Special Commentary :
In the last few days, Malawi and world at large have seen a new side of PresidentBingu wa Mutharika. They have witnessed a contrite Professor Mutharika. In one day, the government under his direction sent not one, but two apologies:
1. to the United Kingdom for the unfortunate deportation of High Commissioner Mr Fergus Cochrane-Dyet and;
2. to neighbouring Zambia, for the rough and untoward treatment that President Micheal Sata suffered when he was visiting Malawi as a leader of the opposition in Zambia.
On the corruption front, the former General Manager and assistant general manager of the Malawi Housing Corporation (MHC) are on remand, awaiting trial for the obscene acquisition of public property in a shady manner. While they are not the only culprits in this scandal, and the public rightly expects more arrests; this is a step in the right direction. The public is hopeful that “Sir” Alex Nampota f Anti Corruption Bureau will round up the rest of the thieving low-lives.
Again, at the Mulhako wa Alhomwe gathering it has been reported that the president’s message was markedly different from his recent “I-will-smoke-you-out” and “lets-go-to-war” outbursts. His message, this time around, was one of unity in diversity. He called for co-existence amongst all tribes, saying citizens may speak different languages and belong to many different tribes but they should always remember that they “are Malawians first.”
To put icing on top of the cake, with much happiness, Mutharika has directed that Chancellor College Academic Staff Union (CCASU) acting President Dr. Jessie Kabwila-Kapasula, CCASU legal advisor Dr. Garton Kamchedzera, CCASU Secretary General Franz Amin and the man at the centre of the academic freedom saga, Dr. Blessings Chinsinga should be reinstated without any preconditions.

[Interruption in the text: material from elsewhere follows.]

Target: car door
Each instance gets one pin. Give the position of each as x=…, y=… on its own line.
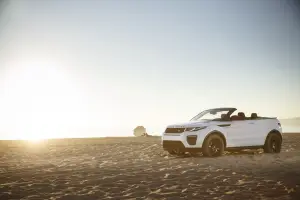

All these are very commendable we say, though long overdue. If he can continue walking this talk, and take things further with respect to public appointments – the works of his hands will lose the derogatory connotations they assumed recently. These are the words and works of someone who, if he works at it, could be universally accepted as a statesman. He may not surpass his hero the genuine Ngwazi, but nevertheless he could be a statesman all the same.
“It is a good start, your Excellency Professor Bingu wa Mutharika – keep it up, it is not too late,” is our message.

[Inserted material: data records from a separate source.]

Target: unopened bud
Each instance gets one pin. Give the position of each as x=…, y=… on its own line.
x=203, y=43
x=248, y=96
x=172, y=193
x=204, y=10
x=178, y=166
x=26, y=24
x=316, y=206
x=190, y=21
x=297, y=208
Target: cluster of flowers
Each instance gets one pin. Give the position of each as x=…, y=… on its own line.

But while Mutharika seems to be working on his image that has of late taken a battering, why are some people bent on tarnishing his image? Take for example, the man of God and Chairperson of the Entertainment Committee of the Mulhako Main Organizing Committee, Rev. Harold Mbedza.
Why should Rev. Mbedza, a man of the collar, parade topless girls flaunting their breasts before the seemingly repentant President Mutharika? Worse, this act of what could arguably pass for flagrant pornography was greeted by a happy looking Mutharika – the man who would be a statesman. To make matters worse, it was beamed live on the public broadcaster MBC TV, and it appears some of it will be aired on DSTV.
While it could be argued that public display of breasts is part of our cultural heritage and all that stuff, conspicuously missing from the bare-breast parade were the president’s and the reverend’s daughters. We are yet to find out if among the bare-breasted girls, was a daughter of any government minister or any high ranking official – but this is doubtful.
If this show of breasts is something that we want to celebrate shouldn’t the first daughter(s); the holy man’s daughter(s); ministers’ daughters and in general, children of the people leading Malawi society and shaping the nation’s future lead the semi-nude parade? Is it too much to ask for leadership by example, or is it because we all know and agree that this show borders on pornography and is demeaning to the participants?
Needless to say, making one step towards statesmanship, if followed by another step in the opposite direction nullifies the effort. In addition, if the step in the wrong direction happens to involve abuse of the hapless and already vulnerable girl child of the poor in Malawi, it smells discrimination and abuse. Our newly “reborn” President will do well to take note of this.